[Beowulf] evaluating FLOPS capacity of our cluster

Mon May 11 15:36:23 PDT 2009

Ashley Pittman wrote:
> On Mon, 2009-05-11 at 15:09 -0400, Gus Correa wrote:
>> Mark Hahn wrote:
> 
>> I haven't checked the Top500 list in detail,
>> but I think you are right about 80% being fairly high.
>> (For big clusters perhaps?).
> 
> Other way around, maintaining a high efficiency rating at large node
> counts is a very difficult problem so larger clusters tend to have
> smaller values.

Hi Ashley, list

I may have phrased it poorly.

I meant exactly what you said, i.e., that it is more difficult
to keep high efficiency in a large installation (particularly w.r.t.
network latency, I would guess) than in a small single-switch cluster.
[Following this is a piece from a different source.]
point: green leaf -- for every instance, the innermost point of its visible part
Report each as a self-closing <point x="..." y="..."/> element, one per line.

"Small is better", or easier, perhaps.  :)

> 
>> In the original email I mentioned that Roadrunner (top500 1st),
>> has Rmax/Rpeak ~= 76%.
>>
>> However, without any particular expertise or too much effort,
>> I got 83.4% Rmax here. :)
>> I was happy with that number,
>> until somebody in the OpenMPI list told me that
>> "anything below 85%" needs improvement.  :(
> 
> At 24 nodes that's probably a reasonable statement.
> 
 > Ashley,

Thank you.
It is an encouragement to seek better performance.

However, considering other postings that emphasized the importance
of memory size (and problem size N) for HPL performance,
I wonder if there is still room for significant improvement
in the context of my 16GB/node (out of possible maximum of 128GB/node,
which we don't plan to buy, of course).

With the current memory I have, I can't make the problem much bigger
than the N=196,000 that I've been using.
(This is keeping the "use 80% of your memory" HPL rule of thumb.)
Maybe N can grow a bit more, but not a lot,
as I am close to trigger memory swapping already.

So far varying the HPL parameters, using processor affinity, etc,
haven't shown significant improvement.
The NB, P, Q, sweet spots are clear.
I have not tried other compilers, though, only Gnu, with optimization
flags appropriate for Opteron Shanghai.

I wonder if I reached the HPL "saturation point" for this memory size.
I wonder also if the 24 nodes had full 128GB/node RAM,
which would give me a max problem size N=554,000
(and a really long walltime to run HPL!),
there would be a significant increase in performance.

What do you think?

Has anybody done HPL benchmarks done with nodes "full of memory"? :)

Thank you,
Gus Correa
---------------------------------------------------------------------
Gustavo Correa
Lamont-Doherty Earth Observatory - Columbia University
Palisades, NY, 10964-8000 - USA
---------------------------------------------------------------------